There are three areas in which these updates and upgrades must occur if you want them to be successful and to “stick:” your office space, your branding/advertising and yourself.

Your Office Space

You don’t necessarily have to do a huge overhaul and spend a lot of money trying to make your office space look like something out of a design magazine. If you’re still using the same boring gray cubicle farm setup you had when you opened your company a decade ago, though, it’s time to make some changes.

A good place to start is with your color scheme. Introducing color and trading gray for white is a fantastic way to brighten up an office space as well as the moods of the people who work in it. There is a psychology behind color and design, you know.

While you’re at it, switch out the gray fabric cubicles for something in wood or glass. You don’t necessarily have to adopt an open office plan–studies show it’s bad for productivity anyway–but making some aesthetic changes to your bullpen is important.

Your Branding


Importance of Color in Brand Identity

Are you still using the same logo and advertising techniques you were using a decade ago, it is time to stop. People have probably stopped noticing it. You don’t have to make radical changes to your logo or graphics, but updating them to reflect the current year is a good idea. A good place to start is by learning about the psychology of color and branding.

While you’re at it, it’s time to upgrade your actual marketing materials. For example, if you’re still sending out refrigerator magnets to clients (and giving them away at conventions and networking events), quit it. Trade up for things that are actually useful for the new millennium. One of the most popular trends right now is for companies and brands to design personalized USB drives to give away. Another popular choice is to switch the t-shirt for a tote bag. People aren’t likely to wear a branded shirt unless they are a super fan. They will, however carry the tote bag around.
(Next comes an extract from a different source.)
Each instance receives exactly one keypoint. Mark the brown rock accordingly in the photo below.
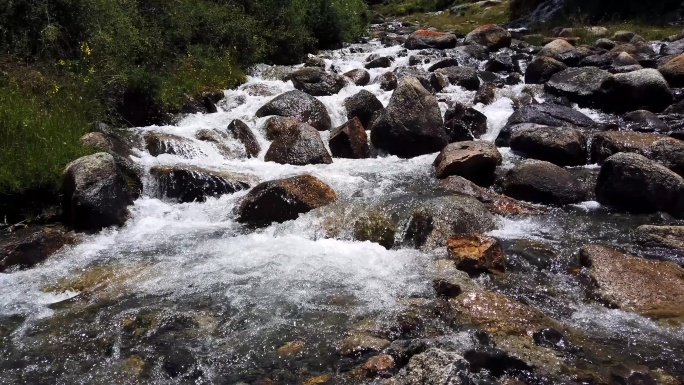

Updating and Upgrading Yourself


CSS-Tricks Screencast #125: How To Stay Up To Date on Web Technology

What we’re talking about here is updating and upgrading your knowledge and habits. For example, if you still insist on using only a paper calendar, it’s time to learn how to use the calendar app on your phone as well as a few scheduling apps that can sync across devices. It’s time to trade the notebook for a tablet.

This isn’t just true when it comes to physical technology either. If you’re still running your business using knowledge that you learned a decade ago, you are forcing your company way behind the curve. Learn what is popular for contemporary audiences and in your niche. Take a class or two if you have to. It’s one thing to still insist on using the hard “g” sound when you say “GIF.” It’s entirely another to call a GIF “one of those cute repeated graphics” (which sounds condescending, but you’d be surprised by how often things like this happen).

The great news is that you can work on all of these things simultaneously and phase them in over time. You don’t have to keep doing things one way because you’ve gotten used to them. Sure you’ve found some success but don’t you want more?